Kazakistan’ın nükleer hamlesi: Enerji arayışında Moskova ve Pekin gölgesi

Kazakistan Cumhurbaşkanı Tokayev, inşası süren ilk nükleer santral projesinin Kazakistan’ın büyüyen enerji ihtiyacını karşılamada yetersiz kalacağını belirterek, “ikinci ve üçüncü santrallerin planlamasına başlanması zorunludur” dedi.

Haber Giriş Tarihi: 09.09.2025 12:56
Haber Güncellenme Tarihi: 09.09.2025 12:56
https://www.qha.com.tr/

Kazakistan Cumhurbaşkanı Kasım Cömert Tokayev, ulusa sesleniş konuşmasında ülkenin enerji stratejisinde köklü bir dönüşüm sürecine girildiğini duyurdu. Ancak bu dönüşümün mimarları arasında Rusya’nın devlet nükleer şirketi Rosatom ve Çin’in enerji devleri yer alıyor. Tokayev, Rosatom iş birliğiyle inşası süren ilk nükleer santralin ülkenin artan enerji ihtiyacını karşılamada yetersiz kalacağını belirterek, ikinci ve üçüncü santrallerin planlamasına başlanmasının “zorunlu” olduğunu ifade etti.

ENERJİ STRATEJİSİNDE RUSYA VE ÇİN TEHLİKESİ

Tokayev'in açıklaması, Kazakistan’ın enerji güvenliği söylemi altında Moskova ve Pekin’le daha derin teknik ve ekonomik bağımlılıklara sürüklendiği yönündeki endişeleri yeniden gündeme taşıdı. Rosatom’un 2025 yazında resmî yüklenici ilan edilmesi, Rusya’nın bölgedeki stratejik nüfuzunu pekiştirirken, Çin ile kurulan nükleer iş birliği de Kazakistan'ın Çin’in ekonomik cazibesine kapılma riskiyle karşı karşıya kalabileceği riskini beraberinde getiriyor.

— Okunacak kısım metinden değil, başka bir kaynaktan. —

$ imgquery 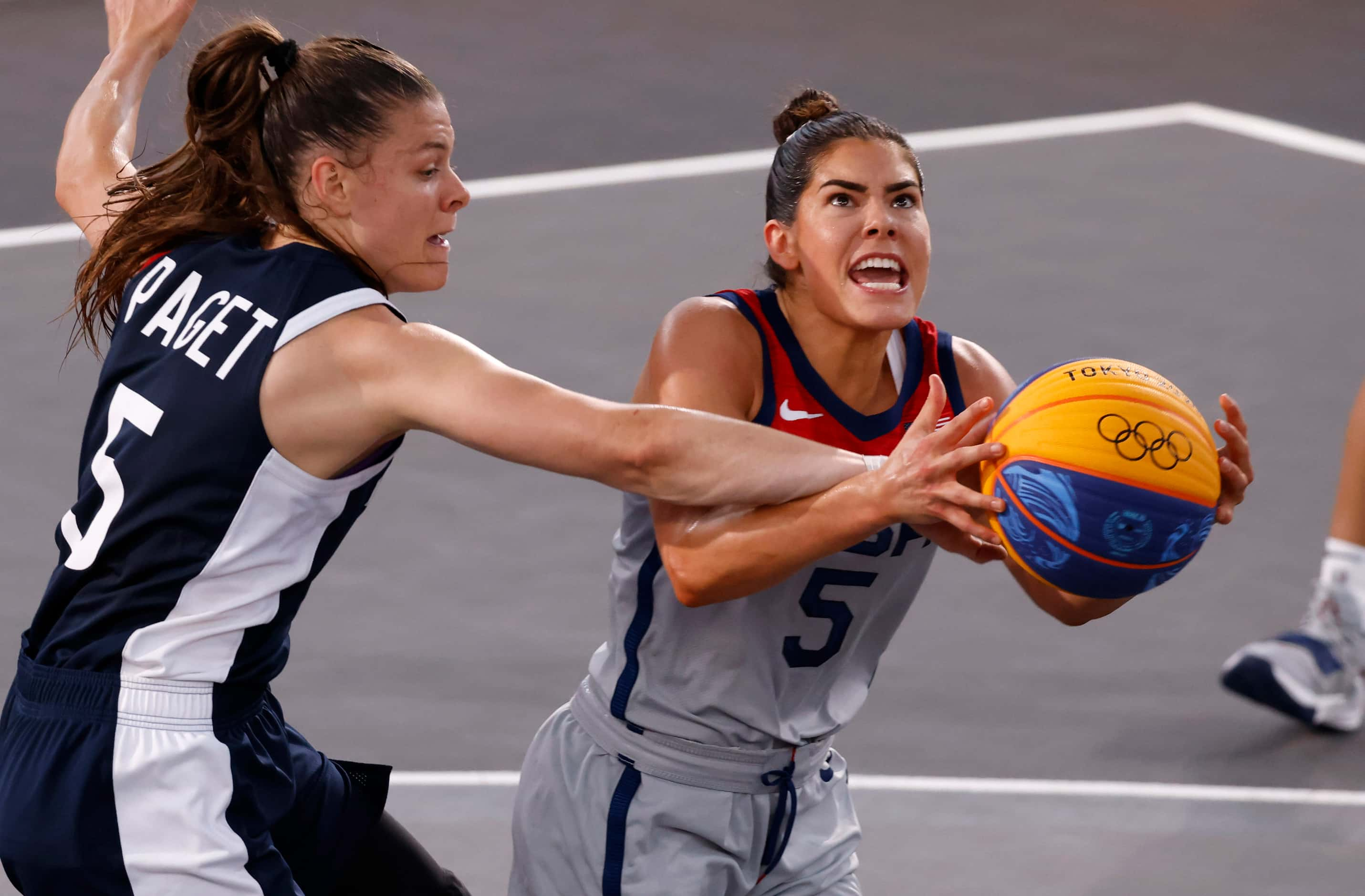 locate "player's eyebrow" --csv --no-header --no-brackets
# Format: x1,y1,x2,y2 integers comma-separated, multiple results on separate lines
409,139,453,153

Öte yandan Kazakistan’ı Türkistan'ın enerji ve teknoloji merkezi haline getirme hedefi doğrultusunda, beş yıl içinde 6,3 GW’lık yenilenebilir enerji kapasitesinin sisteme dahil edilmesi planlanıyor. Ancak Tokayev, kömürün hâlen ülke için “stratejik kaynak” olduğunu vurguladı.

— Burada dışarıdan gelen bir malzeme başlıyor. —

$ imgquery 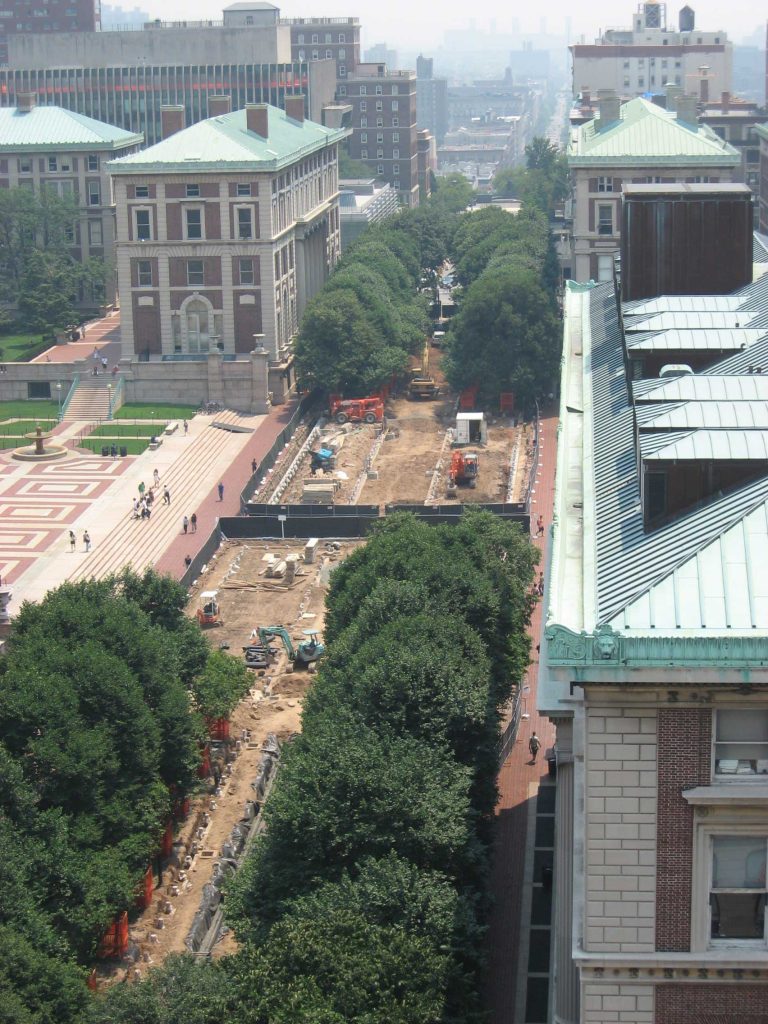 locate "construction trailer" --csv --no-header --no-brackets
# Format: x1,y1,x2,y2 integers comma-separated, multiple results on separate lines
454,413,488,444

2024’te yapılan referandumda nükleer projelere halkın yüzde 71 oranında destek vermesi, bu stratejinin meşruiyet zemini olarak sunuluyor. Ancak uzmanlar, bu oranın kamuoyunun yeterince bilgilendirilip bilgilendirilmediği sorusunu da beraberinde getirdi. Rosatom’un geçmişteki güvenlik skandalları ve Çin’in altyapı projelerinde sıkça görülen şeffaflık eksikliği, Kazakistan’ın enerji geleceğini yalnızca teknik değil, siyasi risklerle de örülü hale getiriyor. Astana’nın enerji diplomasisi, yalnızca elektrik üretimi değil, aynı zamanda jeopolitik yönelimlerin de yeniden tanımlandığı bir alan haline geliyor.